The frequency of targetable somatic genomic alterations is known to differ based on a patient's ancestry; for example, in lung adenocarcinoma EGFR mutations are more common in East Asians than Europeans. Accurately characterizing these differences will help to illuminate differences in the genetic etiology of cancer between populations.


We inferred estimated population ancestry for more than 100,000 de-identified patients from comprehensive genomic profiling (CGP) of tumor specimens assessed in the course of routine clinical care. More than 40,000 germline single nucleotide polymorphisms (SNPs) are sequenced as part of our CGP assay which were also characterized in the publicly available 1000 Genomes data. We used the 1000 Genomes data to train and validate a classifier using these overlapping SNPs to classify individuals into one of five inferred population groups, estimated to be of predominantly African, European, Central and South American, South Asian, or East Asian ethnic origin. We then performed statistical testing to identify differences in tumor somatic genomic properties between the five inferred ancestry groups for each cancer type.


We found that the inference of population ancestry from tumor sequence data and its comparison to somatic mutations recapitulated known differences between populations. Specifically, in lung adenocarcinoma, EGFR mutations were significantly more common in tumor specimens from individuals with inferred East Asian SNP-inferred ancestry (rate=0.52) compared to individuals with inferred European ancestry (rate=0.17, p < 10-119), and KRAS mutations were more common in tumor specimens from individuals with inferred European ancestry (rate=0.40) than individuals with inferred East Asian ancestry (rate=0.14, p < 10-60). In lung adenocarcinoma, we also found that tumor mutational burden (TMB), a biomarker for immunotherapy response, differed significantly between populations. Tumor specimens from patients with inferred East Asian ancestry had the lowest TMB (4.5 mutations/Mb median, 4.7% >20), then from patients with inferred European ancestry (6.3 median, 12.8% >= 20), and inferred African ancestry the highest (9.0 median, 21.2% >=20). Finally, we found that in glioblastoma, TERT promoter mutations were more common in specimens from individuals with inferred European ancestry (rate=0.69) compared to specimens from individuals with inferred East Asian ancestry (rate=0.44).
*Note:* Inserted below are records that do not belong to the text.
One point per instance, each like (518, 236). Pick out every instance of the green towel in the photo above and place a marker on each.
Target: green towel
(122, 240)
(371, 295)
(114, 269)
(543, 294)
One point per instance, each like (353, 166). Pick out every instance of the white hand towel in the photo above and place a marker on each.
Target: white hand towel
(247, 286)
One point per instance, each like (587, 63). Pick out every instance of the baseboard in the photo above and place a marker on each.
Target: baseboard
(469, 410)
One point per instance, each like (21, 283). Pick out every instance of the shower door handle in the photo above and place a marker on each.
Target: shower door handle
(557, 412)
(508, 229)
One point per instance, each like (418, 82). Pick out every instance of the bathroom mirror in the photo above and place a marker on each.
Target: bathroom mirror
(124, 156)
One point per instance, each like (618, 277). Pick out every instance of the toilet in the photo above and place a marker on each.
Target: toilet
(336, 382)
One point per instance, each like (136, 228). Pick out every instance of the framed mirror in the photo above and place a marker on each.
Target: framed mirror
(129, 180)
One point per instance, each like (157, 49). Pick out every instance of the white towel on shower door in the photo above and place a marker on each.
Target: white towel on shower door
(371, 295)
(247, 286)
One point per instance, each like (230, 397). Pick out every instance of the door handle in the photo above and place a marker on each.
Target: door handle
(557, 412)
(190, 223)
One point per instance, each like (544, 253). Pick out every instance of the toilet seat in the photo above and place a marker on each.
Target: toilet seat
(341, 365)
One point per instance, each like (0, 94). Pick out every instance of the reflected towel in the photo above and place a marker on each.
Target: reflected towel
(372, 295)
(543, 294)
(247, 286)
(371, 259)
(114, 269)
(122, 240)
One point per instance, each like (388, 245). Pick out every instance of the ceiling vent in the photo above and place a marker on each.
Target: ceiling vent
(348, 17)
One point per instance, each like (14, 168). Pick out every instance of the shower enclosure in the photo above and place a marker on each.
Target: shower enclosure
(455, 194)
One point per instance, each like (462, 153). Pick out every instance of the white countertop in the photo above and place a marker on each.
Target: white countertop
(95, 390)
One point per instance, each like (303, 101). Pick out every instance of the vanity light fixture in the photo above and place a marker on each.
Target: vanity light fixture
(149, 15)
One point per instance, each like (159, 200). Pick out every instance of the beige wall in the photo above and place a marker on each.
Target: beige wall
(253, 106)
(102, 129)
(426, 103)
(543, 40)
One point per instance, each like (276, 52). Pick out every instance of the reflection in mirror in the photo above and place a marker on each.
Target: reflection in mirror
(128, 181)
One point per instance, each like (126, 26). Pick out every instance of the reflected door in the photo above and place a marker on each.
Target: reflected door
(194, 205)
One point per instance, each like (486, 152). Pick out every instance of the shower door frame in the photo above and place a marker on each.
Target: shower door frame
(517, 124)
Based on the statistical power provided by this large cohort, novel ancestry based differences in gene alteration rates will be presented across multiple cancer types.


Clear differences in genomics based on SNP-inferred ancestry were observed. In particular, we found that TMB differs significantly between populations in lung adenocarcinoma, suggesting that the likelihood of individuals benefiting from immunotherapy may differ between populations.

Citation Format: Caitlin F. Connelly, Jian Carrot-Zhang, Philip J. Stephens, Garrett M. Frampton. Somatic genome alterations in cancer as compared to inferred patient ancestry [abstract]. In: Proceedings of the American Association for Cancer Research Annual Meeting 2018; 2018 Apr 14-18; Chicago, IL. Philadelphia (PA): AACR; Cancer Res 2018;78(13 Suppl):Abstract nr 1227.